ツムラや再春館製薬など大手企業でもHSP(ヒートショックプロテイン)の研究は進んでいて、ヒートショックプロテインが体内で増えることで免疫力が高まり、怪我の治り以外にもコラーゲンの減少を抑えるなど、お肌のシミやしわを防いでくれる効果もあることがわかってきています。
ヒートショックプロテインを怪我予防に繋げる方法
このHSP(ヒートショックプロテイン)は深部体温を上げることで体内で増加することがわかっています。
深部体温とは体の内部・中心部の温度のことです。
人体には深部温度と皮膚温度があり、同じ人の体温でも体の部分で温度が異なるのです。
更に深部温度を温めて1度 HSP(ヒートショックプロテイン)を増やすと数日間は増えたままの状態を保つことがわかっています。
ですので、例えば大事な試合の2日前にお風呂でじっくり体を温めてHSP(ヒートショックプロテイン)を増やすことで体調を整えたり、怪我の予防に繋がるのです。
時間がなくついシャワーで入浴を済ます人も多い現代社会ですが、シャワーでは皮膚温度までしか上がらずこの効果はあまり望めません。
HSP(ヒートショックプロテイン)を増やす効果的な入浴方法
ではどれくらいの温度で、どのくらいの時間、お湯に浸かればHSP(ヒートショックプロテイン)を増やせるのでしょうか。
これは約40~42℃のお湯に、約15~20分ほど浸かり、体温を38℃まで上げるのが効果的とされています。
つまり、やや高めの温度に長めの入浴が効果的です。
中には熱いお湯が好きという方もいるかと思いますが、あまり熱いお湯ですと交感神経が刺激され体が緊張状態になり逆効果になることもあります。
ただのお湯でも充分効果的ですが、入浴剤を使うとリラックス効果など精神的にも良いみたいですね。
入浴前と後に水分補給をする
脱水防止のため、忘れずにお湯に入る前と後に500mlほど水分補給しましょう。
温度差による血圧の急激な変化(ヒートショック)に注意!
特に冬場は部屋が寒くなりがちで、入浴の熱い湯と外気温との温度差が血圧の急な上昇や下降を引き起こし、心筋梗塞や脳出血、脳梗塞などに繋がることがあります。
これをヒートショックと言い、ヒートショックプロテインとは別物です。
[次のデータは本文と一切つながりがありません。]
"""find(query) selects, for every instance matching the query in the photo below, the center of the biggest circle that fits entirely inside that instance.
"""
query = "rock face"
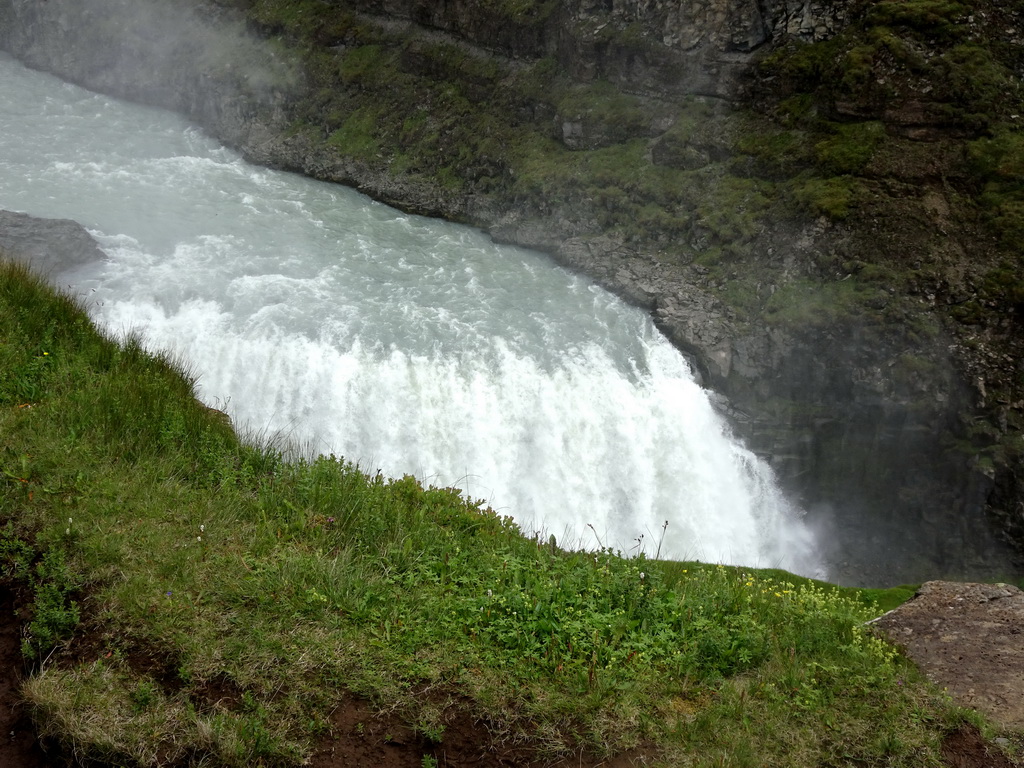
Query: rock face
(48, 246)
(967, 638)
(857, 418)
特に高齢者の方は注意が必要です。
寒い日の試合・練習では血管が太い部分を動かす
せっかく体を温めて試合や練習に臨んでも、気温が凄く低い日があります。また急に気温が下がることもあります。「体が冷えると怪我をしやすい」のは皆さんご存知かと思います。
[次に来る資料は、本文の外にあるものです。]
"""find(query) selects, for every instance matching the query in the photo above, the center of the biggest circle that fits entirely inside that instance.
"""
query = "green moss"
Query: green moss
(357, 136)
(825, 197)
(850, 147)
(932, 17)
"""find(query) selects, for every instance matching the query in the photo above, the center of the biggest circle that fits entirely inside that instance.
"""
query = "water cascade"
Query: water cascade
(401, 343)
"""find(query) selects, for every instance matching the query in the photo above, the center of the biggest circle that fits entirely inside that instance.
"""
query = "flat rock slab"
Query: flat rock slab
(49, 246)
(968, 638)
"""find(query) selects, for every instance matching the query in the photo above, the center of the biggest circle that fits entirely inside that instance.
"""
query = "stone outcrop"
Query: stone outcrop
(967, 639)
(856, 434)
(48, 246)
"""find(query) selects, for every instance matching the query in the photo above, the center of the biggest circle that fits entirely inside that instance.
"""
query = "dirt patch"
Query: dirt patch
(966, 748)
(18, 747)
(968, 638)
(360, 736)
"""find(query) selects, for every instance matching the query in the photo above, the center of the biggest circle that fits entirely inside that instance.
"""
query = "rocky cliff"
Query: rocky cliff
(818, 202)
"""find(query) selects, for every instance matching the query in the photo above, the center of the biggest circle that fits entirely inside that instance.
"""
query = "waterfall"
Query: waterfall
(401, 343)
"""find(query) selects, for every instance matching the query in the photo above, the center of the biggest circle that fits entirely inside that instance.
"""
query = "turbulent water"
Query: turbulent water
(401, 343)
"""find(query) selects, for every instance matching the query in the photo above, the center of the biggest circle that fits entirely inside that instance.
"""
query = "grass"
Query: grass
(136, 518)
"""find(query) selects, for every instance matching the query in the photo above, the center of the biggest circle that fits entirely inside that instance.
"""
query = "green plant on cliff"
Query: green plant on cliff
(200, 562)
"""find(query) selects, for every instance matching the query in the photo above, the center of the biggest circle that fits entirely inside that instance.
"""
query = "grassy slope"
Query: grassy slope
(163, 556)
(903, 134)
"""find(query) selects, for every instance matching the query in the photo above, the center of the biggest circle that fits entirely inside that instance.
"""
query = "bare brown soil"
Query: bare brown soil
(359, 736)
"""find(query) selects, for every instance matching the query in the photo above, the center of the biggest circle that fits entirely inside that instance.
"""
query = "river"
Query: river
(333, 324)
そこで、充分なウォーミングアップをする時間や場所が取れない時は「血管が太い部分」を動かし一時的に体温を上げることが対策になります。
具体的には「首」「脇の下」「腕の内側」「ももの内側」です。
こういった部分を大きく回したり動かすと体温が上がりやすいです。
HSP(ヒートショックプロテイン)で怪我予防する方法:まとめ
高野さん曰く、入浴は副作用のないサプリメントの様なものということでした。
子供の運動能力の低下が時々話題になりますが、食生活・就寝時間・運動と併せて入浴にも意識を向けてみると良いかと思います。
「やや高めの温度に長めに入浴」
ぜひ怪我に強いサッカー選手が一人でも増え、ファンを楽しませるプレーが1つでも増えることを願います。